Джек продолжает что‐то говорить, губы шевелятся, но я ничего не слышу сквозь шум крови в ушах.
«Какое счастье, что это не Ада».
Друг забирает пустой стакан у меня из руки и набирает в него воды из-под крана.
«Какое счастье, что это не Ада».
Он сует стакан мне, но у меня не получается его взять. Руки не слушаются.
Я вовсе не хотела соревноваться с сестрой, но мои родители хорошенько постарались. Они годами взваливали мне на плечи все больше ожиданий. Это ты у нас умница. Это ты должна добиться успеха. Это ты должна больше сделать, большего добиться. А потом Ада вышла замуж за Итана, а я бросила карьеру в Лондоне, и родители ясно дали понять: я проиграла в соревновании. Разочаровала их.
Мои друзья никогда не принимали всерьез мои жалобы о том, что Аду родители любят больше, и наперебой заверяли, что всякий думает, будто брата или сестру любят больше, а на самом деле мама и папа, как и любые родители, любят нас одинаково, потому что все родители любят детей одинаково.

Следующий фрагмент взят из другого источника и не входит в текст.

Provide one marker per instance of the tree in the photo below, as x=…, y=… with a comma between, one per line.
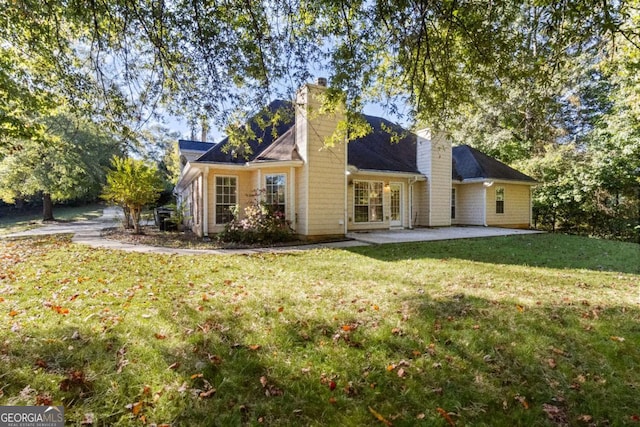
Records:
x=211, y=59
x=132, y=184
x=67, y=162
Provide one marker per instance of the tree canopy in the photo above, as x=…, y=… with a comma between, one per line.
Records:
x=519, y=79
x=201, y=58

У них может быть любимый цвет, любимое время года, но не бывает любимого ребенка. Тот, у кого нет собственных детей, даже представить не может, что такое возможно. Понятно, что ни один родитель не сумеет ответить на вопрос, кого из детей он бросится спасать первым в случае смертельной опасности. Но мои родители, судя по всему, точно знают, кто у них любимый ребенок. Им даже вопросов об опасности не задавали, а они свой выбор уже сделали.
Джек был прав: первенца всегда любят больше.
– Элоди? – Джек убирает мне от лица свесившиеся волосы. – Прости, мне не стоило рассказывать.
– Все в порядке.
– Мне было очень неприятно слушать, как ты их жалеешь, когда они такого наговорили. Я просил Мередит надеть что‐нибудь черное, приглушенное, это было бы уместно, но им с Адой захотелось ярких цветов. Кричащих. – Он фыркает, морщась от одних воспоминаний. – Ты в курсе, что вечеринку в честь беременности Руби никто отменять и не думает? Они только о ней и говорят. Ну да, они за тебя переживают, но и вполовину не так сильно, как я ожидал. Так что им не так уж и повредят еще несколько дней без тебя. Может быть, если поиски затянутся, они наконец‐то проникнутся ситуацией.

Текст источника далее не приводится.